Breast Cancer Research & Therapies

Biography

Biography: Jiawei Li

Abstract

Endocrine therapies currently remain the most effective form of treatment for ER-positive (ER+) breast cancer. However, not all patients will benefit from these treatments. Up to 50% the patients with ER+ tumours are resistant to the therapies either from onset of therapy or soon after therapy, with devastating consequences. SHON, a novel secreted hominoid-specific oncogene, promotes cell proliferation and tumour growth and has also been shown to be a promising biomarker that can accurately predict the response of patients to endocrine treatment in breast cancer. SHON is an estrogen-regulated gene, and the expression of SHON is strongly associated with ER expression in breast cancer. However, the molecular mechanism about how SHON drives breast cancer progression and metastasis and mediates endocrine resistance in breast cancer is still not clear. In this project, we utilized the CRISPR-Cas9 gene editing technology to investigate the mechanism of action.
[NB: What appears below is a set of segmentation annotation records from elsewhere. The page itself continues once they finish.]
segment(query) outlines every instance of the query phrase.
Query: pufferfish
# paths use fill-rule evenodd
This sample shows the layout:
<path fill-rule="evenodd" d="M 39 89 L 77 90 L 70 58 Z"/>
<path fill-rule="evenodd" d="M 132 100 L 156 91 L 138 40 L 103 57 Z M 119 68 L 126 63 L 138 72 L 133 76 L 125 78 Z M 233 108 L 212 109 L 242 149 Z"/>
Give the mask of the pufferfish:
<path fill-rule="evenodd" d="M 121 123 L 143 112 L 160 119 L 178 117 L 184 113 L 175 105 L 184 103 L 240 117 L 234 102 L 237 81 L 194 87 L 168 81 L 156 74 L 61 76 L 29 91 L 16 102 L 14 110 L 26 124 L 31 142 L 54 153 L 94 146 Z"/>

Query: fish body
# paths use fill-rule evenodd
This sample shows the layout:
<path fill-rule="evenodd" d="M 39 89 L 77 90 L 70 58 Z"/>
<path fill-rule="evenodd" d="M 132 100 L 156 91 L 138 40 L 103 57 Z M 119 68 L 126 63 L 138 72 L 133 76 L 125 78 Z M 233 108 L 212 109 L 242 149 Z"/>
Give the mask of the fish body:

Two ER+ breast cancer cell lines MCF-7 and T47D, and two ER- breast cancer cell lines MDA-MB-231 and BT549, were used to generate SHON-knockout (+/-, -/-) cells. For comparison, SHON-overexpressing stable cells were also created from these cell lines. The status of SHON gene in single-cell clones was confirmed by both genomic PCR and DNA sequencing. SHON-overexpressing cell clones were confirmed by RT-PCR at the RNA level and Western Blotting at the protein level. We have obtained monoallelic SHON+/- knockout single-cell clones and SHON-overexpressing MCF-7 cell clones. We are still screening for biallelic SHON-/- knockout cell clones. Once all the cell lines are established, a variety of in vivo and in vitro functional assays to delineate the signaling cascades in these cells in the presence and absence of SHON gene. This will improve our understanding of the role of SHON in breast cancer cells.